The picture opens with some cheap scenes set in Vietnam where this guy Frankie was sent to fight the Cong. Things didn't go well over there for Frankie but at least he made it home. Unfortunately, his home was Staten Island which, if you ask this movie, was not much better than Vietnam at the time. See, Frankie returns home a broken man and also a broke man. He has a wife but she's an overweight nagger with an annoying New Yawk accent. He's got an infant son but his son has been mutated due to the agent orange that got into Frankie's sperm. He's got a job but his job only involves walking around all day, avoiding gangs, waiting in line at the employment office, talking with his best friend whose a junkie, and avoiding underaged hookers and their pimps. And, his job doesn't pay.
So, like most movies that deal with Vietnam War veterans life is not good. It's downright terrible. You might say that you can take Frankie out of the war but you can't take the war out of Frankie to regurgitate some oft used cliche about war veterans. Combat Shock does something no Troma film (at least ones I've seen) has ever been able to do. It manages to achieve a gritty realism. The acting is shoddy, almost across the board, but it's not self referential. It's not cutesy. Strangely, it feels genuine. Basically, this is Troma's Taxi Driver. We got the Vietnam veteran that hates what his city has become. A vile cesspool of filth and smut. At one point, Frankie even talks to a fifteen year old prostitute but that conversation is abruptly cut off by her pimp and we never see her again. Unlike Travis Bickle, Frankie isn't really interested in cleaning up the streets. He just wants to "save" his family. If you're wondering why I put save in quotes you can probably guess that it means he wants to save them in the wakco sense of the word and not the literal sense.

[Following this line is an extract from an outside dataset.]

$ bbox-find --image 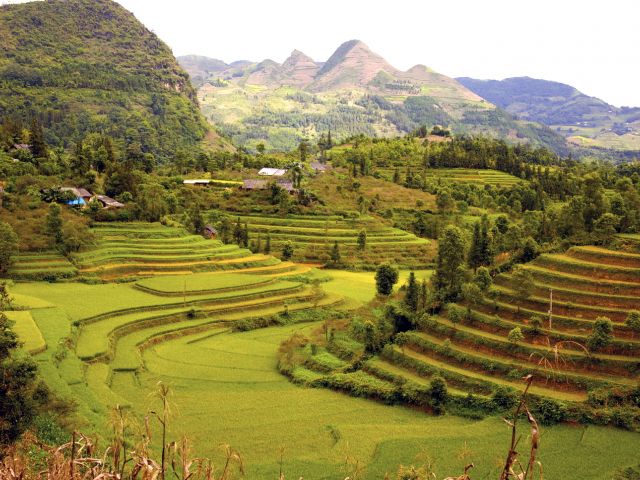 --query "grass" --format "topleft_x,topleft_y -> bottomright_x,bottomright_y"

The entire picture takes place over the course of one day. Frankie walks around. A lot. Every now and then we're treated to a flashback from the war of Frankie in "the box" or some shit like that to illustrate what he went through and kind of give us a sense of why he is where he is. He calls his father, who had a lot of money, from a payphone and begs for his help. His father doesn't recognize him at first, thought he died in the war, and is dying himself. Also, he lost all his money so thanks anyway pops. Frankie is in debt to some loan sharks who hound him throughout the picture. Eventually, they catch up to him and beat the shit out of him in some abandoned warehouse. During the course of his travels that day, Frankie came across a gun. He blows his assailants away in the first truly visceral moment of the entire picture. Unfortunately, it took nearly an hour for us to get to this point. Everything else before was just about the slow build to what is ultimately a brutally shocking, and strangely humorous, climax.
Spoilers to follow so beware. Frankie finally makes it home where his wife has spent the day scrounging around their filthy apartment looking for food to feed the baby (she settled on stale bread crumbs and water). She immediately starts in with the nagging to which Frankie responds with a pull of the ol' trigger of love....meaning he shoots her. Ok, none of this is really "strangely humorous". I'm not sure where I got that from now that I think about it. He blows away his wife and then walks into his kids room and blows away his baby (which by the way, resembles the love child of E.T. and Belial). As the sirens close in, he grabs the baby and drops the thing in the oven (and turns it on) before putting the pistol to his own head and pulling the trigger in a shot that is an obvious nod to the climactic blood bath of Taxi Driver. So, the part with the baby in the oven elicited a bit of a chuckle from this guy probably because the thing was a mutant but also because of now why the hell would he put the baby in the oven? It's just so absurd. Maybe he thought the starving baby could eat itself when it was done? I have no clue.
So, this is one of the better Troma movies. It's a bit of a smolder, has some ridiculous parts, but, other than the finale, never really turns offensive which is why it might throw some people off a bit. I mean, it's weird watching a picture like this and not being subjected to even just a little bit of nudity. And, not much happens until the last twenty minutes. It's probably not well made enough to be taken seriously by most film critics or film snobs but if you're looking for something a little different that might end up punching you in the balls while also tickling them a little bit (not in a sexual way, more in a I'm laughing and this is sort of uncomfortable kind of way) this picture might be what you're looking for.